I can give a partial answer, or at least a strategy towards my question, myself. I hope that this will also put my question into the right context, and increase its chances of being answered completely. (I admit that it was not so well-formulated at the beginning.)

Let $K$ be algebraically closed of characteristic zero (for simplicity). Let $X/K$ be a separated connected algebraic $K$-scheme. Then we have $H^1(X, \mathbb{Z}/n)=Hom(\pi_1(X), \mathbb{Z}/n)$. On the other hand we have an exact sequence
$$1\to \Gamma(X, {\cal{O}}_X)^\times/n\to H^1(X, \mathbb{Z}/n)\to H^1(X, {\mathbb{G}}_m)[n]\to 1\ (*),$$
associated to the short exact sequence of etale sheaves
$$1\to \mu_n\to \mathbb{G}_m\to
\mathbb{G}_m\to 1$$
(and noting that $\mu_n=\mathbb{Z}/n$ because $K$ is algebraically closed).

Furthermore $H^1(X, \mathbb{G}_m)=Pic(X)$, the group of invertible sheaves on $X$. If $X$ is proper in addition, then $\Gamma(X, {\cal{O}}_X)^\times=K^\times$. Hence there is an isomorphism
$$Hom(\pi_1(X), \mathbb{Z}/n)=H^1(X, \mathbb{Z}/n)\cong Pic(X)[n]$$
for every connected proper $K$-scheme.

Now consider the special case where $A/K$ is an abelian variety. Then
$$Pic(X)[n]=A^\vee[n]=A[n]^\vee=Hom(A[n], \mathbb{Z}/n);$$
hence we obtain in fact a canonical isomorphism
$$Hom(\pi_1(A), \mathbb{Z}/n)=Hom(A[n], \mathbb{Z}/n).$$
This is where the "well-known" isomorphism $\pi_1(A)\cong \prod_\ell T_\ell(A)$ comes from.
(The fact that $\pi_1(A)$ is abelian has to be shown in addition.)

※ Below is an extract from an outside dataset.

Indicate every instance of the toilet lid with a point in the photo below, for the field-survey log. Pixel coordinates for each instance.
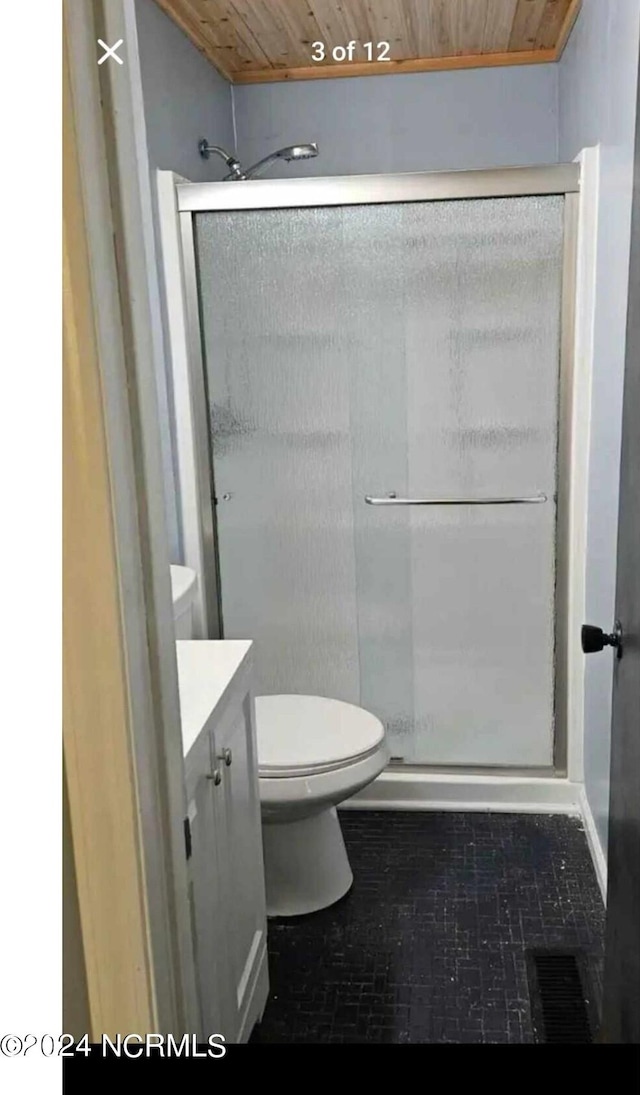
(299, 735)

One also sees that $H^1(A, Z_{\ell})$ is dual to the Tate module $T_\ell(A)$ ($\ell$ a prime number).

Now let $B$ be a semiabelian variety.
I asked the above question, because I wanted to know, whether the situation is similar in the case of a semiabelian variety. For example, I wanted to know:

i) Is $Hom(\pi_1(B), \mathbb{Z}/n)$ (canonically) isomorphic to $Hom(B[n], \mathbb{Z}/n)$?

ii) Is there a useful relation between $\pi_1(B)$ and $\prod_\ell T_\ell(B)$, where $T_\ell(B)=lim_i B[\ell^i]$ is the Tate module (defined in a naive way analoguos to the proper case). Are these groups canonically isomorphic?

iii) Is there a useful relation between $H^1(B, Z_\ell)$ and $T_\ell(B)$? Is the first $\mathbb{Z}_\ell$-module canonically isomorphic to the dual of the second?

I think, this case of semiabelian varieties is somewhat different, because
$\Gamma(B, {\cal{O}}_B)^\times/n$ does not vanish any more, unless $B$ is proper.

But nevertheless these questions still make sense to me. Further comments / answers are appreciated very much.